France holds its breath at the polls. And with France, the whole of Europe.
In the second round of the parliamentary elections today, a broad (though far from cohesive) coalition of centrist, center-right and center-left forces plus “unbowed” and unbalanced voters on the Left will be attempting to prevent Le Pen’s rise to power.
Will they succeed? We’ll have to wait and see.
If they do, this broad coalition could form the basis for the next government—perhaps without the dead weight of the unbowed to unbalance it—and a solid base for a return to stability.
This was President Macron’s hoped to achieve from the start: a broad and extremist-free ruling coalition. And if his gamble pays off, it could potentially serve as a model for the whole of Europe.
But we shouldn’t take anything for granted–nothing is going to be easy.

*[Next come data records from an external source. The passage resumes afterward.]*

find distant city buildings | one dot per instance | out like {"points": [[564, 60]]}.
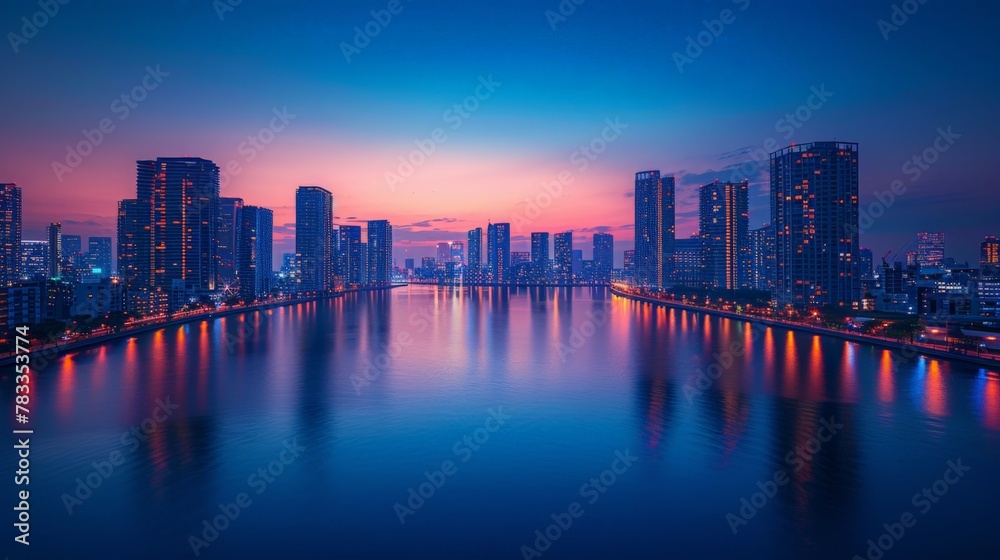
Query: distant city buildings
{"points": [[814, 209], [254, 257], [53, 233], [989, 254]]}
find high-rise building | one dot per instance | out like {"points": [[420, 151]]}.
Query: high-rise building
{"points": [[814, 209], [313, 238], [254, 256], [563, 253], [654, 229], [724, 218], [604, 256], [498, 252], [458, 252], [628, 264], [930, 249], [230, 222], [989, 254], [476, 249], [10, 234], [182, 198], [687, 262], [72, 255], [349, 255], [379, 252], [134, 251], [762, 259], [443, 254], [576, 264], [53, 233], [539, 257], [520, 266], [34, 260], [99, 257]]}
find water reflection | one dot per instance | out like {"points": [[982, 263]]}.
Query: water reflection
{"points": [[639, 382]]}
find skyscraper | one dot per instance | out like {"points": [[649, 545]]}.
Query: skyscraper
{"points": [[10, 233], [563, 253], [930, 249], [866, 263], [379, 252], [230, 222], [604, 256], [654, 229], [762, 258], [724, 217], [350, 254], [443, 254], [99, 256], [498, 249], [134, 252], [53, 233], [814, 208], [687, 262], [254, 252], [34, 260], [313, 241], [72, 255], [989, 254], [539, 257], [458, 252], [183, 197], [476, 248]]}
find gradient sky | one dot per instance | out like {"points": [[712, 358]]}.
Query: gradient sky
{"points": [[354, 120]]}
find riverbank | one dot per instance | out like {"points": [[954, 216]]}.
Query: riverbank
{"points": [[919, 349], [49, 352]]}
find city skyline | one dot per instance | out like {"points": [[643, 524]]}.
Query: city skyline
{"points": [[520, 137]]}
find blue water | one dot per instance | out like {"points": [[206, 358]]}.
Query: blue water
{"points": [[505, 407]]}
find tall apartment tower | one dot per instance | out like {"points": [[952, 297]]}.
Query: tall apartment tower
{"points": [[604, 256], [930, 249], [563, 253], [654, 229], [379, 252], [498, 252], [814, 209], [724, 219], [314, 239], [253, 252], [539, 257], [10, 233]]}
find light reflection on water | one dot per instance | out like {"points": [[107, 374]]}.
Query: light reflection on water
{"points": [[246, 383]]}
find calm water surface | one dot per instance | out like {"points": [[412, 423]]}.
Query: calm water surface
{"points": [[386, 391]]}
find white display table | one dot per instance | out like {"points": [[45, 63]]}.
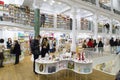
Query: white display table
{"points": [[43, 66], [10, 58]]}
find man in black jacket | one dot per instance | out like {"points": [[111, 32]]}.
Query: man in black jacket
{"points": [[35, 49]]}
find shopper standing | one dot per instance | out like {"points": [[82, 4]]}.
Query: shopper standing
{"points": [[42, 20], [1, 52], [45, 47], [100, 46], [9, 43], [16, 51], [35, 49]]}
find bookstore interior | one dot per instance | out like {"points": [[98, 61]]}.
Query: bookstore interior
{"points": [[59, 22]]}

The far right has built up a head of steam. Still more importantly, its view have been legitimized and are gaining mainstream acceptance. It is no longer an outcast from the political system.
Especially now that its rhetoric has been stripped of its most extreme aspirations and references.

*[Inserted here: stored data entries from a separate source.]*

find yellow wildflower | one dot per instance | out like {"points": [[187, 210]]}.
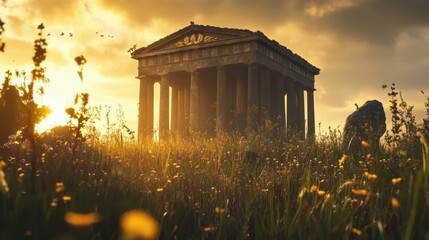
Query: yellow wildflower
{"points": [[81, 219], [370, 176], [357, 231], [313, 188], [361, 192], [343, 159], [59, 187], [395, 203], [209, 229], [365, 144], [396, 180], [66, 198], [219, 210], [137, 224]]}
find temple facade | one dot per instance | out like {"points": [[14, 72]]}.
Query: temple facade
{"points": [[222, 79]]}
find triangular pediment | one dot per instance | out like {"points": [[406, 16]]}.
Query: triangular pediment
{"points": [[195, 35]]}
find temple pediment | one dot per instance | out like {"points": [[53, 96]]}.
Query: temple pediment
{"points": [[195, 35]]}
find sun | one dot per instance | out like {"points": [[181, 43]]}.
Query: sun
{"points": [[58, 117]]}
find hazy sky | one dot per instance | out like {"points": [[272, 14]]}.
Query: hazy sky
{"points": [[359, 45]]}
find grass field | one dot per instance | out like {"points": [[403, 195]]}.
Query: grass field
{"points": [[269, 186]]}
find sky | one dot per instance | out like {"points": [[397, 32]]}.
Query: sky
{"points": [[359, 45]]}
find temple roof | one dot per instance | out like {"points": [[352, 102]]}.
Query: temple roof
{"points": [[210, 34]]}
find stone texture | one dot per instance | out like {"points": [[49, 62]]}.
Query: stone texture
{"points": [[367, 123]]}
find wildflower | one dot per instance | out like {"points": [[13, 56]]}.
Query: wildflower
{"points": [[313, 188], [361, 192], [219, 210], [365, 144], [54, 202], [357, 231], [321, 193], [66, 198], [370, 176], [368, 156], [138, 224], [81, 219], [343, 159], [395, 203], [396, 180], [59, 187], [4, 188], [209, 229]]}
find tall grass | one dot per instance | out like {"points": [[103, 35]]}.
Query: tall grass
{"points": [[270, 184]]}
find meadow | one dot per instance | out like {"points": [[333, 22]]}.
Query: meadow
{"points": [[264, 184]]}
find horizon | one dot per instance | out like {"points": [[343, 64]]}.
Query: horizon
{"points": [[355, 58]]}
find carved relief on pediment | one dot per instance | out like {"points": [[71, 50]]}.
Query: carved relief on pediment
{"points": [[195, 39]]}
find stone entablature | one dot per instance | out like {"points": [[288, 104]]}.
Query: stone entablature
{"points": [[208, 66]]}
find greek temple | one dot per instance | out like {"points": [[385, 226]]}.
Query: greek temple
{"points": [[223, 79]]}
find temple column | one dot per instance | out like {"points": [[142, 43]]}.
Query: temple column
{"points": [[164, 107], [301, 111], [174, 108], [187, 104], [310, 113], [278, 107], [252, 96], [194, 101], [265, 92], [142, 124], [291, 105], [221, 99], [149, 114], [240, 104], [181, 108]]}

Obviously, that the extremes have evolved benefits democracy, which (to be honest) cannot simply keep on discounting forever the wishes of the third of the French electorate who have consistently voted for the far right in recent years.
As long as it really is an evolution. And not simply an expedient disguise.
Of course, we’ll find out which it is if the far right is ever called upon to govern. For the time being, though, it doesn’t seem that anybody is willing to take that chance.
Which is why the “popular front” is seeking, initially, to prevent Le Pen and her friends from gaining power.
But if they pull it off, obstruction won’t be enough after that. We need to tackle the far right dynamic at its roots.
And we all know what those roots are: the abandonment of the countryside, urban alienation, de-ideologization, widespread feelings of insecurity, and migratory flows.
Democracy cannot be left unprotected, nor society unguarded.
And we don’t need elections in France or the far right knocking on the doors of power to realize that.
Because elections are lost and won long before the ballot boxes are set up. Long before the vote counting begins.
Elections are won and lost in the hearts and minds of ordinary people, when they are willing to fight for a democracy that protects them. For a fighting democracy.